Sydney University Football Club produced another two capped Wallabies on Saturday night, when hooker Nathan Charles and tighthead prop Laurie Weeks entered the fray in the 74th minute of the Second Test against France, at Etihad Stadium, Melbourne.
And there will be another one in Sydney this Saturday night, with second-rower Will Skelton selected in the run-on side to play France in the Third Test.
Although Weeks and Charles ran on at the same time, the Australian Rugby Union follows historical convention by numbering the players in alphabetical order, so Charles became Wallaby No.881 and Weeks is Wallaby No.882.
With Skelton the only uncapped player in the 23-man squad for the Third Test, will become Wallaby No.883.
While Charles and Weeks didn’t get a chance to pack into a scrum in the Second Test, they were able to savour a series win, with the Wallabies winning the First Test 50-23 and holding on to win the Second Test 6-nil.
They have been selected on the bench for Saturday night along with Sydney University team-mates Nick Phipps at halfback and Ben McCalman in the backrow. McCalman performed well last Saturday, but makes way for Wycliff Palu, who is returning from injury.

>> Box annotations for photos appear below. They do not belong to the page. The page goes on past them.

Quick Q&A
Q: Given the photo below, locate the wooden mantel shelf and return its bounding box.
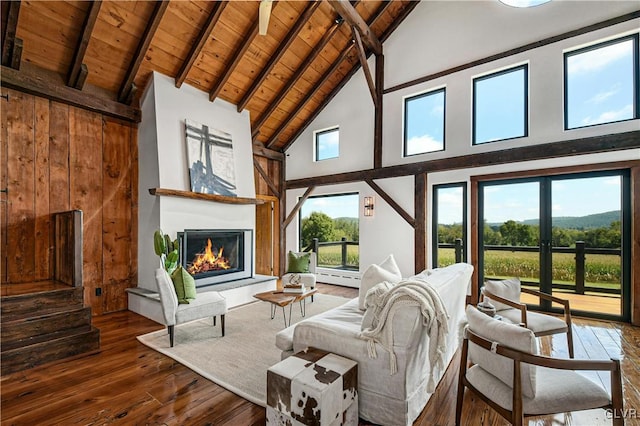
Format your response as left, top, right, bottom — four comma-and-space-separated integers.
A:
149, 188, 264, 204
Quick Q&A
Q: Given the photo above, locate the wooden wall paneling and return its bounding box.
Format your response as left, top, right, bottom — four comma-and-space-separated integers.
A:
631, 165, 640, 326
7, 91, 35, 283
49, 102, 71, 213
69, 108, 103, 315
0, 86, 9, 283
102, 120, 132, 312
128, 126, 138, 292
34, 97, 53, 281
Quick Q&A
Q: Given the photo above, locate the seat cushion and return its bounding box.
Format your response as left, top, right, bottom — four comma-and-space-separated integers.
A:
498, 309, 567, 336
466, 305, 537, 398
467, 365, 611, 415
358, 254, 402, 311
484, 278, 521, 310
176, 291, 227, 324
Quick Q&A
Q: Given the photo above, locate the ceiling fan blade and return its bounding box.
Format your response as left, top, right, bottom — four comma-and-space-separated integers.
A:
258, 0, 272, 35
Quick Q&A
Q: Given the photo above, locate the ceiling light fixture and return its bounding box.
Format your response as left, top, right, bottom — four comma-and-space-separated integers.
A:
499, 0, 551, 7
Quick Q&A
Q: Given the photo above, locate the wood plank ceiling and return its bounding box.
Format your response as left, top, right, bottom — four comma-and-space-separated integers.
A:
2, 0, 416, 150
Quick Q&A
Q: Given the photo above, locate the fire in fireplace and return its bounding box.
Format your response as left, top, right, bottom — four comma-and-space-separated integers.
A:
178, 229, 253, 286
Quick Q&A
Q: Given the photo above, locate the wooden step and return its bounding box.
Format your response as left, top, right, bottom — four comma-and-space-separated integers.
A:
0, 326, 100, 375
0, 307, 91, 351
0, 287, 84, 322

Sydney University will also be represented by five-eighth Bernard Foley and fullback Israel Folau.
Skelton, another product of the Sydney University Colts production line, will partner Rob Simmons in the second-row as Australia attempts a clean-sweep of the series at Allianz Stadium.
Coach Ewen McKenzie opted to give the 203cm, 140kg giant an opportunity in the starting side at the expense of former captain James Horwill.

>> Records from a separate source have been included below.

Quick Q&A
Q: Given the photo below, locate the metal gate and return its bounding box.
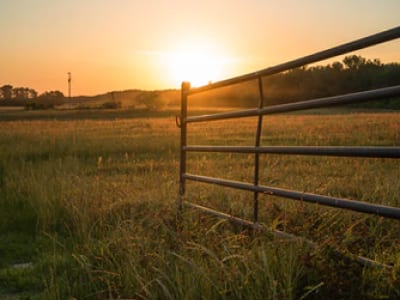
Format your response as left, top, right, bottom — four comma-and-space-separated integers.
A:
177, 27, 400, 235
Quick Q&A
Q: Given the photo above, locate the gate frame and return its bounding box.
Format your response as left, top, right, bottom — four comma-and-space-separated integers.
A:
177, 26, 400, 265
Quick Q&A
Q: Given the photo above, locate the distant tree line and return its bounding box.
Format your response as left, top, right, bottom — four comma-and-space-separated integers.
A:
196, 55, 400, 109
0, 84, 65, 109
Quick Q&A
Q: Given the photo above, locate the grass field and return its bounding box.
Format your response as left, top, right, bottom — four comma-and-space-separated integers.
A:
0, 110, 400, 299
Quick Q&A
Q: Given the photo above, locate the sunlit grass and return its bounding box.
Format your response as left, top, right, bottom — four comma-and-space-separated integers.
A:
0, 112, 400, 299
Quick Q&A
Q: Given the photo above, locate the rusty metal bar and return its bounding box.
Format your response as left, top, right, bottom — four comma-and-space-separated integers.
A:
184, 145, 400, 158
183, 201, 393, 270
183, 174, 400, 220
186, 85, 400, 123
178, 82, 190, 209
188, 26, 400, 95
253, 77, 264, 223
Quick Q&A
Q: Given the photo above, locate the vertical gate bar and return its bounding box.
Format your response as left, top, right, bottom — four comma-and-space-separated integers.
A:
178, 82, 190, 210
253, 76, 264, 223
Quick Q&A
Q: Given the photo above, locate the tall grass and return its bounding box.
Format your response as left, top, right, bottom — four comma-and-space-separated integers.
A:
0, 112, 400, 299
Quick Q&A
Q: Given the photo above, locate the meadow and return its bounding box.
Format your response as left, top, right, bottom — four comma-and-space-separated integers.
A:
0, 110, 400, 299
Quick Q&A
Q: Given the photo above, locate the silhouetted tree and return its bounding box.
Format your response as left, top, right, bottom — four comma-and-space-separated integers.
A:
0, 84, 13, 99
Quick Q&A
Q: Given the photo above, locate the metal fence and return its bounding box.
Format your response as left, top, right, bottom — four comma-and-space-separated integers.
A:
177, 27, 400, 232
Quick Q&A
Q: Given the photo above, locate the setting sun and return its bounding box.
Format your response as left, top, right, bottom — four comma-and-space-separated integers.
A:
168, 45, 227, 86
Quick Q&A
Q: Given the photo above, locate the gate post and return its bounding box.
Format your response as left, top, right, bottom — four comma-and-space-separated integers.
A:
178, 82, 190, 210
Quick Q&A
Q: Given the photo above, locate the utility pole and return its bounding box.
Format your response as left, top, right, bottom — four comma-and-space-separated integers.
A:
67, 72, 72, 99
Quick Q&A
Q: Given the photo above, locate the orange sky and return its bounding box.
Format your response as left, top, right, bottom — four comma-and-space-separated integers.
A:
0, 0, 400, 95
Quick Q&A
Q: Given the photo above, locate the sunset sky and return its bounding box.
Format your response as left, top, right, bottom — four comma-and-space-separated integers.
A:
0, 0, 400, 95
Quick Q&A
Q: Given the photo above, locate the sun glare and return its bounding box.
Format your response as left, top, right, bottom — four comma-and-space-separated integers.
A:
168, 42, 226, 86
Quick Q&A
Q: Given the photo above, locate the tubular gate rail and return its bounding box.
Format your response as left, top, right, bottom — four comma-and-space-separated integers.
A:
177, 26, 400, 235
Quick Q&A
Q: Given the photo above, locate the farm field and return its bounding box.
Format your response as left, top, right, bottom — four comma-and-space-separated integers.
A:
0, 110, 400, 299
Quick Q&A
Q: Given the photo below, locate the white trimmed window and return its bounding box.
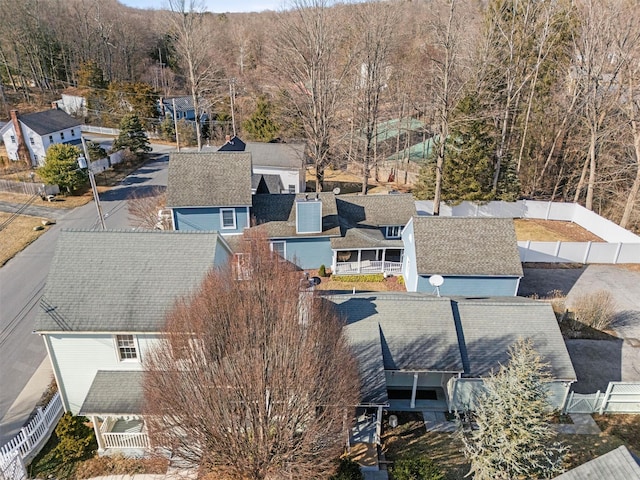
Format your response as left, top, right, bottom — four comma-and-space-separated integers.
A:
220, 208, 236, 228
386, 225, 402, 238
116, 335, 138, 361
271, 240, 287, 259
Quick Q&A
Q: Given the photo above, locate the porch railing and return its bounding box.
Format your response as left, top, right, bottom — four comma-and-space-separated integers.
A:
334, 260, 402, 275
102, 432, 150, 448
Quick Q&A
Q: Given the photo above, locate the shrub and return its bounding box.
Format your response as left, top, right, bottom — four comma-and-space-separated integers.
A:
391, 458, 444, 480
329, 457, 364, 480
76, 455, 169, 478
331, 273, 384, 282
573, 290, 616, 330
318, 265, 327, 277
53, 412, 97, 464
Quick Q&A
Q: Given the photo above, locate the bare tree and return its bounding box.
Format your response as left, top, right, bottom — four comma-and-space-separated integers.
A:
144, 233, 359, 479
168, 0, 211, 150
274, 0, 352, 191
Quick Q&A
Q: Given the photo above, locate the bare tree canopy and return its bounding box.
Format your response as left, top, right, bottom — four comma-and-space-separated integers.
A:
145, 234, 359, 479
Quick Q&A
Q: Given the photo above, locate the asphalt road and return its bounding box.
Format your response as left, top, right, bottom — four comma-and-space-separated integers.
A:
0, 146, 172, 445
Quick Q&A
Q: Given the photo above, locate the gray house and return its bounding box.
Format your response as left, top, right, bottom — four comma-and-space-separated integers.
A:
35, 231, 231, 451
327, 292, 576, 411
402, 216, 523, 297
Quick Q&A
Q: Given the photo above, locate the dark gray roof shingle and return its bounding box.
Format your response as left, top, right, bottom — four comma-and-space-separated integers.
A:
36, 231, 230, 332
555, 445, 640, 480
18, 108, 82, 135
453, 297, 576, 381
252, 192, 340, 238
79, 370, 144, 415
167, 152, 251, 208
413, 216, 523, 277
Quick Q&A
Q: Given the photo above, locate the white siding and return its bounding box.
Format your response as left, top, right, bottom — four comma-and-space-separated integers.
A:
48, 333, 157, 414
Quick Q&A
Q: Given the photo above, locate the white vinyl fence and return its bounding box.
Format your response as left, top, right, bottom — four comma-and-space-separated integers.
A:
563, 382, 640, 413
416, 200, 640, 264
0, 392, 63, 480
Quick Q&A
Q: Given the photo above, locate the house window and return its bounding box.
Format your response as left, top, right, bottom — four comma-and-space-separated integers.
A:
220, 208, 236, 228
271, 240, 287, 259
387, 225, 402, 238
116, 335, 138, 360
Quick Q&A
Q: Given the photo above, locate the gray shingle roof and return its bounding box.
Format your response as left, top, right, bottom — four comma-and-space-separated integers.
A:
453, 297, 576, 380
555, 445, 640, 480
245, 142, 305, 170
36, 231, 229, 333
252, 192, 340, 238
413, 216, 523, 277
79, 370, 144, 415
167, 152, 251, 208
331, 195, 416, 249
18, 108, 82, 135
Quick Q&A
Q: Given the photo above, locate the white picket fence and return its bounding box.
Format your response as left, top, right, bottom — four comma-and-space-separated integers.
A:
0, 392, 63, 480
416, 200, 640, 264
563, 382, 640, 414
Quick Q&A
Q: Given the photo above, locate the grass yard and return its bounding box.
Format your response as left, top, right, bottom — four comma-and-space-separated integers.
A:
514, 218, 602, 242
382, 412, 640, 480
0, 212, 49, 267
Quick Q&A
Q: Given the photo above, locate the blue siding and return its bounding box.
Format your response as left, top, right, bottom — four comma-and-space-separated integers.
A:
417, 275, 518, 297
284, 237, 333, 269
173, 207, 249, 235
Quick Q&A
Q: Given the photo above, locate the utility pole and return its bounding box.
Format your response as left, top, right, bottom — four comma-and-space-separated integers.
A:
171, 98, 180, 151
79, 135, 107, 230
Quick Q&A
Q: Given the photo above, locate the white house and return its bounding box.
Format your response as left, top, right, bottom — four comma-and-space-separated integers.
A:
0, 108, 82, 167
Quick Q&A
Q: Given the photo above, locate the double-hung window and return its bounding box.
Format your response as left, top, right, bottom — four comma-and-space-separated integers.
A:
387, 225, 402, 238
271, 240, 287, 260
220, 208, 236, 229
116, 335, 138, 361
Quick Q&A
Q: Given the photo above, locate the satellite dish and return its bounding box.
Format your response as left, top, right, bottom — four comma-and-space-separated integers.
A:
429, 275, 444, 297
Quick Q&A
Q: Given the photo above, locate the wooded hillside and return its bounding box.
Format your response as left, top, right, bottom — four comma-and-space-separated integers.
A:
0, 0, 640, 231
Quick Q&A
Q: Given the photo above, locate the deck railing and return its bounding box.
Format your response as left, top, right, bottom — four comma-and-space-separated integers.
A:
334, 260, 402, 275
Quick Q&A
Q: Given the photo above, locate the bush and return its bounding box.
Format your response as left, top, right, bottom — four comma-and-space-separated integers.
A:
331, 273, 384, 283
53, 412, 98, 464
573, 290, 616, 330
318, 265, 327, 277
329, 457, 364, 480
76, 455, 169, 478
391, 458, 444, 480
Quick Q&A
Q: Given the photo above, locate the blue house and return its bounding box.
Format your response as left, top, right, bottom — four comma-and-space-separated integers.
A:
167, 152, 251, 235
402, 216, 523, 297
253, 192, 340, 269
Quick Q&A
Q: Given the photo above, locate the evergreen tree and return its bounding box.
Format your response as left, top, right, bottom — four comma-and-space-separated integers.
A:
38, 143, 88, 192
414, 94, 495, 204
113, 113, 151, 153
242, 95, 280, 142
458, 339, 566, 480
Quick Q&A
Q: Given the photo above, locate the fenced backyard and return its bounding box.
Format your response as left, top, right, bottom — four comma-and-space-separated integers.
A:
0, 392, 63, 480
416, 200, 640, 264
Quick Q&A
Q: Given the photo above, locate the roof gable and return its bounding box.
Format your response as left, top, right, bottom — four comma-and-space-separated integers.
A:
18, 108, 82, 135
167, 152, 251, 208
36, 230, 226, 332
413, 216, 523, 277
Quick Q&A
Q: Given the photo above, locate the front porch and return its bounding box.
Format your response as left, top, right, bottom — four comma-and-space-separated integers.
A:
331, 248, 404, 275
91, 416, 151, 457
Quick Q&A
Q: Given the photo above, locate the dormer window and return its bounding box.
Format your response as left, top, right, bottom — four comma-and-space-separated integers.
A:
386, 225, 402, 238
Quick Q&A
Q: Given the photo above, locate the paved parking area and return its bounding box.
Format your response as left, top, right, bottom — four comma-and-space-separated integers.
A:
518, 265, 640, 393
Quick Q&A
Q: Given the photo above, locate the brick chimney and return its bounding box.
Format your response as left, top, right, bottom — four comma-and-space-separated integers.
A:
10, 110, 31, 168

McKenzie said he was looking forward to seeing what impact Skelton would bring to the match.
“During the series we’ve already benefited from giving two other locks, Sam Carter and Luke Jones, their first opportunities for Australia,” he said. “The experience they gained will prove invaluable in the long-run and now it’s Will’s turn to show us what he has got.
“I’ve been really impressed with his attitude and the contribution he’s made to this team since the beginning of the series. He’s obviously got impressive metrics but he also has a big motor and is particularly skilful, so we’re looking forward to seeing how he will impose himself on the game.
“He’s worked really hard over the past 12 months at the Waratahs on improving his match conditioning and we believe he is ready for the step-up to Test Rugby.”